Will Office Returnees ‘Behave'?

As leaders think about bringing their people back, which remote working habits do they want workers to keep—or break?

At the beginning of this month, as more of his employees were contemplating returning to work at the office, the head of a consulting firm’s UK office sent a polite but firm email to his colleagues. The request: please dress properly when coming to the office.

It seems like a potential nightmare vision for leaders: an office full of pajama-bottom wearing employees. But while that’s not likely, two years of having workers away from the office has created the worry that’s people’s habits and business protocols have fallen off. The question now for leaders may come down to this: Which traits do they want their staff to keep—and which should staffers leave at home.
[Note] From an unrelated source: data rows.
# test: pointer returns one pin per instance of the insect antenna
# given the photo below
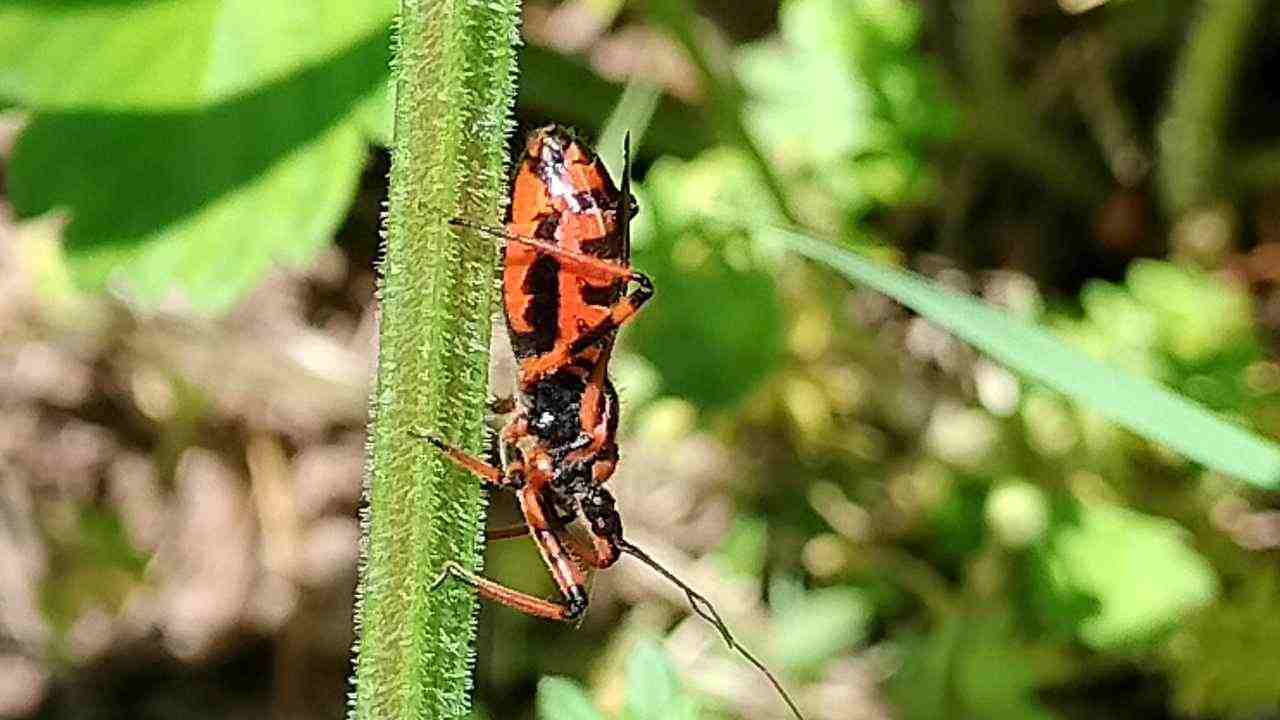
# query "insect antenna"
(707, 611)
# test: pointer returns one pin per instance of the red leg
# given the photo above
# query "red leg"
(507, 533)
(620, 313)
(474, 465)
(558, 560)
(579, 261)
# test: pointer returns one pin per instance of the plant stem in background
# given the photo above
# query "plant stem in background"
(455, 82)
(1192, 132)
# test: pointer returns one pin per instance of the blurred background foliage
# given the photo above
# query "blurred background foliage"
(190, 199)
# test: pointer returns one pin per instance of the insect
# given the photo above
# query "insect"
(567, 288)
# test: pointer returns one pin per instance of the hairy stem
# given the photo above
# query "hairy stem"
(455, 82)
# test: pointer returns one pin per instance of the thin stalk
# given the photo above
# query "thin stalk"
(455, 82)
(1192, 132)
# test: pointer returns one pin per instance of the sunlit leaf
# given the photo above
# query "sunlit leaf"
(1138, 568)
(819, 625)
(970, 668)
(653, 687)
(88, 54)
(563, 700)
(197, 205)
(705, 347)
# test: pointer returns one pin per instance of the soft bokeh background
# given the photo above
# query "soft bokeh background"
(190, 201)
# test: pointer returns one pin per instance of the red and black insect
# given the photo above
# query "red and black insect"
(567, 287)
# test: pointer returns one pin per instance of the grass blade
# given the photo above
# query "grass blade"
(1137, 404)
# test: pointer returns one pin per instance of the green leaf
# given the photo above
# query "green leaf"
(969, 669)
(200, 204)
(563, 700)
(653, 687)
(86, 54)
(1139, 568)
(1138, 404)
(1225, 665)
(819, 625)
(707, 350)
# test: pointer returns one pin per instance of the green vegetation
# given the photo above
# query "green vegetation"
(959, 393)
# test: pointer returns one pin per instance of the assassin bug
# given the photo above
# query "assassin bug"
(567, 287)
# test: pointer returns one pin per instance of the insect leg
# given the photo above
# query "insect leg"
(577, 261)
(620, 313)
(474, 465)
(558, 560)
(507, 533)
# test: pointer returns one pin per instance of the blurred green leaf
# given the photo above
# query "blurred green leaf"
(744, 550)
(563, 700)
(844, 100)
(819, 625)
(87, 54)
(91, 564)
(707, 350)
(653, 687)
(1139, 568)
(201, 204)
(1224, 664)
(968, 669)
(1134, 402)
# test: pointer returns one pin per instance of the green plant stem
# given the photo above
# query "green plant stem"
(455, 82)
(1192, 133)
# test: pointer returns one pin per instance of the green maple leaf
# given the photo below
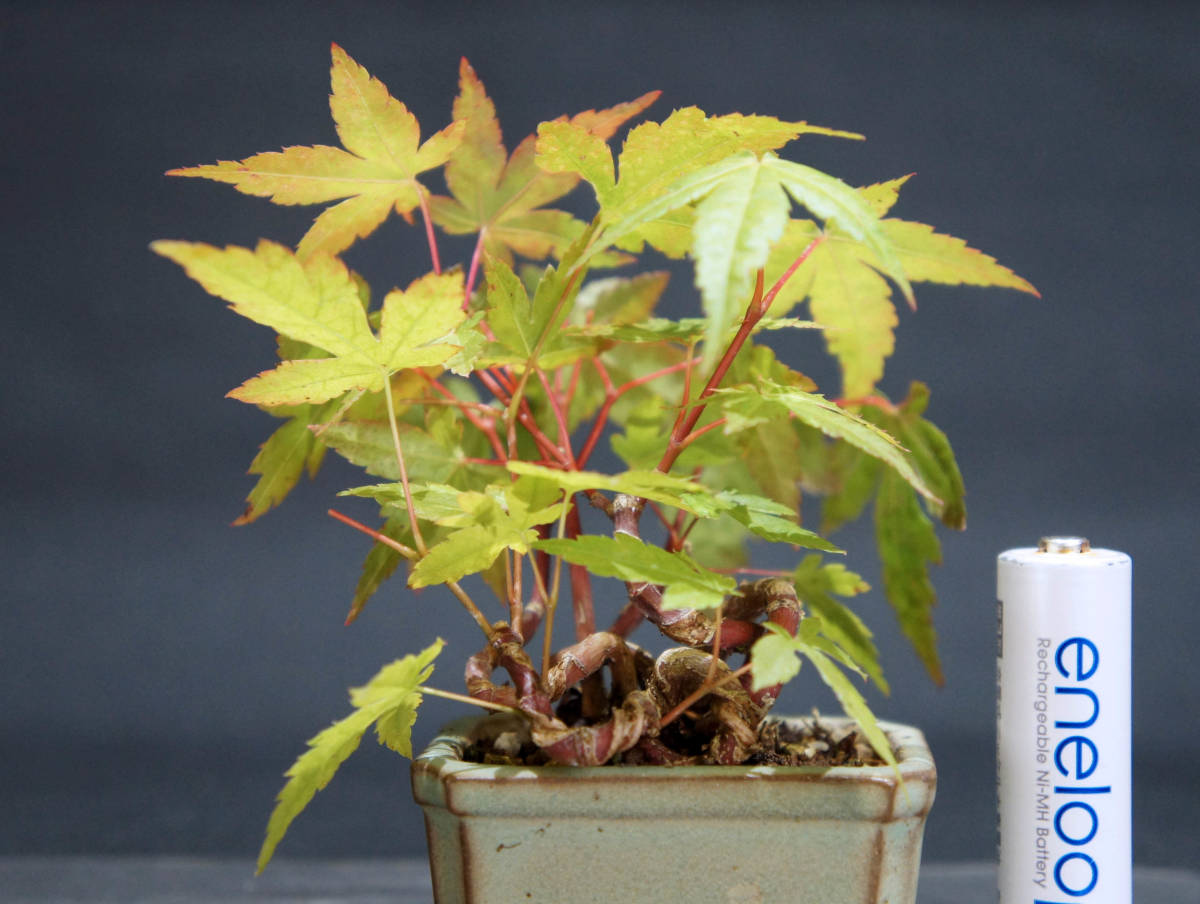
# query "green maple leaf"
(742, 208)
(316, 300)
(379, 564)
(760, 403)
(375, 173)
(654, 485)
(817, 584)
(504, 198)
(687, 584)
(484, 527)
(389, 701)
(907, 545)
(852, 301)
(774, 658)
(287, 454)
(930, 452)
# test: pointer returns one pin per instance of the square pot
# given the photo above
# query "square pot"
(735, 834)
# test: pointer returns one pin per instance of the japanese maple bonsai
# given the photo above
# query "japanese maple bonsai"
(479, 395)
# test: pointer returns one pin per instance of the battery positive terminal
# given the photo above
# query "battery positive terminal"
(1063, 544)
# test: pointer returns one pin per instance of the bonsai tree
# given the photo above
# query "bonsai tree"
(477, 397)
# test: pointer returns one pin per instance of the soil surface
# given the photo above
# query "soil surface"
(810, 743)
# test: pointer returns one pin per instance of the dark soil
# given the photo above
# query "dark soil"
(810, 743)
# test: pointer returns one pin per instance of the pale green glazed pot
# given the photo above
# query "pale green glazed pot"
(732, 834)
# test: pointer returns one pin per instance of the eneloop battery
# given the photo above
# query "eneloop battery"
(1063, 731)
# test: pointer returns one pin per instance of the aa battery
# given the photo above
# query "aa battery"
(1063, 729)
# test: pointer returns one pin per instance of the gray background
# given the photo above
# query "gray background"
(160, 669)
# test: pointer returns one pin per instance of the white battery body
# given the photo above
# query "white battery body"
(1063, 724)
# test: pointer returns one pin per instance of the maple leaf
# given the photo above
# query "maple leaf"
(389, 701)
(688, 585)
(742, 208)
(485, 527)
(774, 662)
(852, 301)
(503, 198)
(375, 173)
(288, 453)
(317, 301)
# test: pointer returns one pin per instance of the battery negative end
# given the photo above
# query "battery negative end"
(1063, 544)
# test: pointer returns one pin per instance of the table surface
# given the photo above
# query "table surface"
(181, 880)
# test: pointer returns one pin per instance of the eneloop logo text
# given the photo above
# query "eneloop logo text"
(1075, 758)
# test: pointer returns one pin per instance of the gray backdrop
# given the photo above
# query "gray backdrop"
(161, 669)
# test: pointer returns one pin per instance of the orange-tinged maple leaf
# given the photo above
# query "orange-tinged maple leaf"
(504, 197)
(375, 173)
(850, 298)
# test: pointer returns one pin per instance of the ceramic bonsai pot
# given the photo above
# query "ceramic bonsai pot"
(737, 834)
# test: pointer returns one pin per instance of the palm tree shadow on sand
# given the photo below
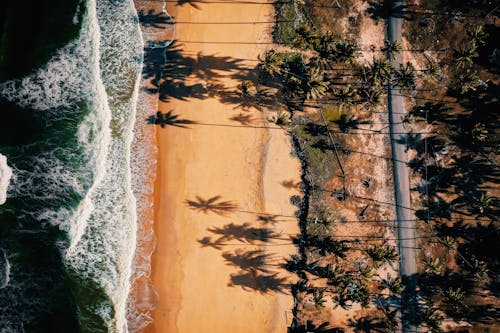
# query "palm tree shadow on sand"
(253, 260)
(212, 205)
(253, 280)
(169, 119)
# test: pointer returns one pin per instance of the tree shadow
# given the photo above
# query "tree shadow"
(253, 260)
(192, 3)
(346, 123)
(169, 119)
(368, 324)
(291, 184)
(205, 68)
(384, 9)
(212, 205)
(268, 219)
(244, 233)
(311, 327)
(254, 280)
(150, 19)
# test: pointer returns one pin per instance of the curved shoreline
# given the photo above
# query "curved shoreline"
(241, 167)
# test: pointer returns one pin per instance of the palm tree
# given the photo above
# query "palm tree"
(345, 52)
(465, 54)
(478, 35)
(247, 89)
(479, 133)
(361, 294)
(282, 118)
(395, 285)
(272, 62)
(365, 272)
(433, 320)
(434, 71)
(337, 276)
(433, 265)
(319, 299)
(371, 95)
(449, 242)
(391, 48)
(479, 269)
(326, 45)
(468, 81)
(343, 97)
(380, 71)
(456, 297)
(405, 76)
(380, 254)
(315, 85)
(483, 203)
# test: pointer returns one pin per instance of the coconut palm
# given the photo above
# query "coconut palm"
(456, 297)
(479, 269)
(315, 85)
(479, 133)
(391, 48)
(433, 265)
(380, 71)
(395, 285)
(478, 35)
(365, 272)
(381, 253)
(371, 95)
(342, 297)
(345, 52)
(449, 242)
(433, 320)
(282, 118)
(390, 320)
(272, 62)
(326, 45)
(465, 54)
(337, 276)
(405, 76)
(361, 293)
(319, 299)
(434, 71)
(468, 82)
(344, 97)
(483, 203)
(247, 89)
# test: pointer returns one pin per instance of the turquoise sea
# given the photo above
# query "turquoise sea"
(69, 79)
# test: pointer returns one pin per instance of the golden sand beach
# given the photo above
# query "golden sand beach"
(223, 217)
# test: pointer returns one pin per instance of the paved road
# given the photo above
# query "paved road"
(404, 214)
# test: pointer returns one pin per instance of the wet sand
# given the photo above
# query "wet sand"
(223, 218)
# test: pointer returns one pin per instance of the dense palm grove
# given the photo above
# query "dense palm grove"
(450, 81)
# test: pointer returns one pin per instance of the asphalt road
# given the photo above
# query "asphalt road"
(404, 214)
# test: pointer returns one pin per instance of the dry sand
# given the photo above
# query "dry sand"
(213, 268)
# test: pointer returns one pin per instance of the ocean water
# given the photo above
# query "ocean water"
(69, 222)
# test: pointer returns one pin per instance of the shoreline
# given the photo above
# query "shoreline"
(191, 278)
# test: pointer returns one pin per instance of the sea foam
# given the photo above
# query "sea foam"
(5, 176)
(101, 67)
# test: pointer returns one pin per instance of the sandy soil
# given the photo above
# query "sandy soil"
(223, 217)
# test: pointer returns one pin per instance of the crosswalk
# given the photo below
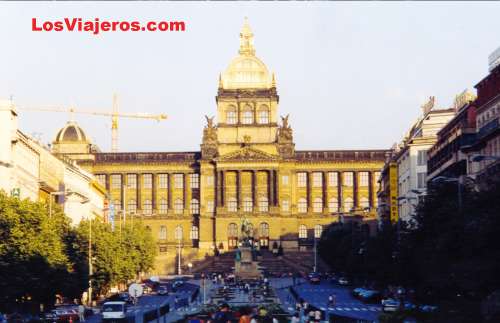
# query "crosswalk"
(347, 309)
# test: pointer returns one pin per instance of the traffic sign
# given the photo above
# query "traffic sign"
(135, 290)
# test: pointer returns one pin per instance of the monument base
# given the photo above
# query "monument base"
(246, 268)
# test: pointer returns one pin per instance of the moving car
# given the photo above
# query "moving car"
(314, 278)
(114, 311)
(162, 290)
(369, 295)
(390, 305)
(343, 281)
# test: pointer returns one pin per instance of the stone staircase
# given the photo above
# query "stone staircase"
(271, 265)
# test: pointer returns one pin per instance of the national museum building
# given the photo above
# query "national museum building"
(247, 168)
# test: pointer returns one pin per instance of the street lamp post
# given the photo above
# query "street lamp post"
(457, 180)
(179, 268)
(50, 200)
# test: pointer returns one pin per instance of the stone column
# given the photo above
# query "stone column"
(223, 186)
(371, 188)
(170, 187)
(325, 190)
(270, 186)
(355, 189)
(153, 191)
(217, 188)
(106, 181)
(309, 191)
(184, 191)
(122, 191)
(238, 189)
(138, 192)
(276, 188)
(340, 181)
(254, 190)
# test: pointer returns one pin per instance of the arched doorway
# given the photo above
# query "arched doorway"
(232, 235)
(264, 235)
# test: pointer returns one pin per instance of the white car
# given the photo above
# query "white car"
(114, 311)
(343, 281)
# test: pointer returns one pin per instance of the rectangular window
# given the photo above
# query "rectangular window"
(179, 180)
(285, 206)
(163, 206)
(348, 178)
(333, 179)
(163, 233)
(116, 181)
(422, 158)
(317, 179)
(194, 180)
(101, 178)
(132, 181)
(147, 181)
(421, 179)
(377, 177)
(210, 206)
(301, 179)
(364, 179)
(163, 181)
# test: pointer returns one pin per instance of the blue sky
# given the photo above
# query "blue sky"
(351, 75)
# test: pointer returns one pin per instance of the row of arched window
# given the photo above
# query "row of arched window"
(333, 204)
(194, 234)
(232, 230)
(247, 115)
(147, 206)
(232, 205)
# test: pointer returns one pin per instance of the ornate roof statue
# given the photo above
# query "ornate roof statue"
(246, 71)
(209, 142)
(286, 147)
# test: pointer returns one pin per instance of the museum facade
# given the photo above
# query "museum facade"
(247, 168)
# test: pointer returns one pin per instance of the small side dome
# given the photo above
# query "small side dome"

To be sure, some employees embraced some admirable habits while working remotely, including becoming more comfortable with technology and working with colleagues in multiple locations. Those good habits helped numerous companies achieve record profitability. Experts say leaders have to find ways to support people to continue those habits in the workplace, whether they are working full-time at the office or just part of the workweek.

But managers also worry that people may get “sloppy” at work, dressing down too much, texting during group meetings, and forgetting a host of other protocols. Accustomed to working at home even when they were sick, some employees might come in sick, while other former remote workers who could work at all odd hours at home might stay at the office at strange hours.  “People have gotten used to be casual,” says Paul Lambert, a Korn Ferry senior client partner and leader of the firm’s workplace transformation practice globally.

There are multiple wrinkles to get employees to change habits. For one thing, there’s two years worth of Gen Z-aged employees who graduated during the pandemic and have never worked in an office environment, says Andy DeMarco, Korn Ferry’s vice president for human resources in the Americas. “Are leaders equipped to field and address those questions and concerns,” DeMarco asks.

At the same time, experts say organizations should be cognizant of how some of the expectations about office decorum might not have been particularly inclusive. One of the equalizers of the pandemic has been that employees of underrepresented groups have felt that they have been on more equal footing during the remote work era – there were no exclusive lunches or clique-filled happy hours – only the work mattered.

The good news, at least from leaders’ perspective, is that the act of returning to the office may help their employees modify their habits. A 2014 study from the University of Pennsylvania found evidence of a “fresh start effect,” which suggests that people have a higher likelihood to adopt healthier behaviors following landmarks such as the New Year, birthdays or even just the first day of the month. Returning to the workplace, experts say, qualifies as a fresh start (perhaps assuming a company has workers return to the office on the first day of the month).

Leaders can also help shape employee behavior by modifying the office physical environment.  “We see firms ripping desks out, just creating a different kind of space,” says Lambert. The ultimate goal of these changes is to encourage real-time in-person teamwork.

Whatever organizations decide that they should strive for consistency, experts say. Having a formal dress code in one office while employees can wear whatever they want in another office could cause confusion and grumblings among all employees. “You can’t just impose something without having the guiding principles behind it,” says Juan Pablo Gonzalez, a Korn Ferry senior client partner and head of the firm’s Professional Services practice.